Prolog

178 54 1
                                    

"Kaifa haluki, Aiza?"
 
"Waduh waduh, lama ga ketemu udah beda ya Far bahasanya." Terdengar tawa renyah dari seberang.

"Barusan habis baca novel tentang kehidupan pesantren, jadi keikutan deh haha."

Aku menyeruput secangkir teh sambil berdiri dipinggir jendela kamar yang menghadap langsung ke jalan komplek. Dari atas sini, aku bisa melihat dengan jelas kegiatan tetangga di sore hari yang cerah ini. Suara anak kecil yang berlarian kesana kemari bermain bersama anak yang lain turut menghiasi. "Ternyata tinggal disini lebih nyaman, ya" batinku.

"Lama ga ketemu ya Far, rindu main bareng," Ucapku kemudian.

"Ya makanya kamu pulang, betah banget kayaknya ya kamu disana," Balas wanita diujung telepon.

Terdengar suara gemuruh mesin pesawat yang melintas diatas rumah ini. Kebetulan rumah ini cukup dekat dengan bandara. Hanya membutuhkan waktu kurang dari sepuluh menit saja untuk sampai kesana.

"Oh ya, kabarku alhamdulillah baik kok Far. Kamu sendiri gimana kabarnya? Baik-baik aja kan?" Aku baru menjawab pertanyaan pertama dari lawan bicara ku ini, meskipun pertanyaan itu sudah terlewat sepuluh menit yang lalu.

"Ga sekalian besok aja jawabnya, hmm. Aku lagi ga baik-baik aja Za." Jawab Fara yang diakhir dengan tawa lepas khasnya.

"Kenapa? Ujianmu ga lulus?" Jawabku menerka. Aku berjalan menjauhi jendela, mendekat kearah meja belajar dan menaruh cangkir teh yang dari tadi aku pegang.

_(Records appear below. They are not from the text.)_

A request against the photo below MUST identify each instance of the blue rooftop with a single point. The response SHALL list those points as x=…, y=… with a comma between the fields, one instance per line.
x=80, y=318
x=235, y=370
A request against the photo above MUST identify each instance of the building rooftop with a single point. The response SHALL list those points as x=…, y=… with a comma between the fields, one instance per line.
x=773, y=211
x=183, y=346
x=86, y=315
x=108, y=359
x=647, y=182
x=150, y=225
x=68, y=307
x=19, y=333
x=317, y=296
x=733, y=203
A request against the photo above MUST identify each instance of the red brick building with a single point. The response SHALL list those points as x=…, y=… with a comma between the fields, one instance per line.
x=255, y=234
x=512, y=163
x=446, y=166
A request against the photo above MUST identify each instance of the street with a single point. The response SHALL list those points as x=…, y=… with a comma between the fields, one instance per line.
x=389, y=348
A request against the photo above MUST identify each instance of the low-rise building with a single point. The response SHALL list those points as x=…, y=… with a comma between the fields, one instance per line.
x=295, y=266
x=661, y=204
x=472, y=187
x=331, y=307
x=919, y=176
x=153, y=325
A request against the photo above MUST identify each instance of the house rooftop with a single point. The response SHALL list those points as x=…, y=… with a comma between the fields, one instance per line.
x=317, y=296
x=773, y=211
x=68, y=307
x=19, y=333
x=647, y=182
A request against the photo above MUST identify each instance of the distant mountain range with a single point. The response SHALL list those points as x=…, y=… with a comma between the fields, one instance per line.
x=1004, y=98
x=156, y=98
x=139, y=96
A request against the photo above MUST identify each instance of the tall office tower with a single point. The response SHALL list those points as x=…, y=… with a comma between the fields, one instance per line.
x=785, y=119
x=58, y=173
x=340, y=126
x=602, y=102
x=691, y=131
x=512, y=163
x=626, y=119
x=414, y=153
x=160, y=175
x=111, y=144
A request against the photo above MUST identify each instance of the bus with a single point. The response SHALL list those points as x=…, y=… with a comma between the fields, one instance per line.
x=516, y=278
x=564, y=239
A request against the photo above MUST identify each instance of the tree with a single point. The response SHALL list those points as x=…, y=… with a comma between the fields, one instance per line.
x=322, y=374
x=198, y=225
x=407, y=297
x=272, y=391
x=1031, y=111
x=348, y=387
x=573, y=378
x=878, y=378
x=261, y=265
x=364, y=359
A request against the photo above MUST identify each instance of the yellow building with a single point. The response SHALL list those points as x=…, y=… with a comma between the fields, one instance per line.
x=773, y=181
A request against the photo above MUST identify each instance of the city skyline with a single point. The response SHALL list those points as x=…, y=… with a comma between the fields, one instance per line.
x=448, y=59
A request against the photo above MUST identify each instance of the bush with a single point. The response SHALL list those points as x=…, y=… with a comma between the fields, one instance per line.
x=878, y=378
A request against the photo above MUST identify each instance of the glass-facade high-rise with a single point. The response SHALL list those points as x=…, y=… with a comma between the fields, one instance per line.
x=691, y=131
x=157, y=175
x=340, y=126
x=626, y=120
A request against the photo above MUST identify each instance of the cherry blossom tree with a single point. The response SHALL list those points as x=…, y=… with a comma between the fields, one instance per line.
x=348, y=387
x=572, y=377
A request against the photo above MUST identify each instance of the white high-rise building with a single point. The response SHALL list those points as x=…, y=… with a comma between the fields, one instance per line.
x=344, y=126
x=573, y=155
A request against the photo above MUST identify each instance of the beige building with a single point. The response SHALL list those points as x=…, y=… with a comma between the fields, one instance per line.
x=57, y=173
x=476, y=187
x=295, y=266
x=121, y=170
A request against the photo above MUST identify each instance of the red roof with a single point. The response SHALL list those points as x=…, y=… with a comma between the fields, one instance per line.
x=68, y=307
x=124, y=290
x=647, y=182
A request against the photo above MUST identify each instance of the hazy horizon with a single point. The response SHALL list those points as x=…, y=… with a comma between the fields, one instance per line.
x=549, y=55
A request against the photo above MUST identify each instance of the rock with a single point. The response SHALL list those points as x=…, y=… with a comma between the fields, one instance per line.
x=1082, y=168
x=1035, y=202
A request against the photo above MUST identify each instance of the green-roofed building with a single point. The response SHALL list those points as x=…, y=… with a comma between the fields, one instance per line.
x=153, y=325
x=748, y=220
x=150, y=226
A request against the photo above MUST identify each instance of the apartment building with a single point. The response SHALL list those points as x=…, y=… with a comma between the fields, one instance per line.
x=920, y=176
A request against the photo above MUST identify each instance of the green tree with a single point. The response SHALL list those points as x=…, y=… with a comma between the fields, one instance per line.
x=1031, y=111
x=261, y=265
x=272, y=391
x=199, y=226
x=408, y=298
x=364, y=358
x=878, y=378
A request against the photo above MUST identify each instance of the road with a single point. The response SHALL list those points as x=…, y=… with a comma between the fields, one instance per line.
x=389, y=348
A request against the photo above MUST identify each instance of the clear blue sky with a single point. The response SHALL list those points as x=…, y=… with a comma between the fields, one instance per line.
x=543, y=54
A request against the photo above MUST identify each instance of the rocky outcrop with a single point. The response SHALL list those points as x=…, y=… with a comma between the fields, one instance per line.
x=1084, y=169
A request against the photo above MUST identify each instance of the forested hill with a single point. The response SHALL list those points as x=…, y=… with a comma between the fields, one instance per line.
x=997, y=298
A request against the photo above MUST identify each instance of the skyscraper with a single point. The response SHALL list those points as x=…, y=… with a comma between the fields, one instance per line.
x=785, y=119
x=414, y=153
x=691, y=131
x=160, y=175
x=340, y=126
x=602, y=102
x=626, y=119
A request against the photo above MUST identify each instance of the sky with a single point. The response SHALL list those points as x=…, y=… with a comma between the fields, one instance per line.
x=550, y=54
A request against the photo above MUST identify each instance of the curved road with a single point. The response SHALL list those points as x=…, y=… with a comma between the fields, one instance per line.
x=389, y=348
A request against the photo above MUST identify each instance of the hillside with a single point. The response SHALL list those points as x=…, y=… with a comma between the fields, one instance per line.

Entah kenapa, perhatianku tiba-tiba teralih ke figura yang terpajang di atas meja belajar. Foto itu diambil empat tahun yang lalu, saat aku dan Fara masih duduk di bangku SMA.

Aku punya cukup banyak foto bersama Fara dan teman-teman ku yang lain. Hampir di setiap momen kami selalu mengabadikannya. Tapi, foto satu ini berbeda dari yang lain. Karena difoto ini, aku dapat mengenang momen yang tidak akan pernah mungkin dapat terulang lagi. Ada "dia" di sana, dia yang sampai sekarang masih menjadi pemenang di hati meskipun aku tahu sulit untuk menggapainya.

"Iya, Za. Padahal aku cuma perlu menyelesaikan dua soal lagi." Fara menjawab. Nada suaranya yang tiba-tiba merendah cukup menggambarkan bahwa ia sangat kecewa saat ini.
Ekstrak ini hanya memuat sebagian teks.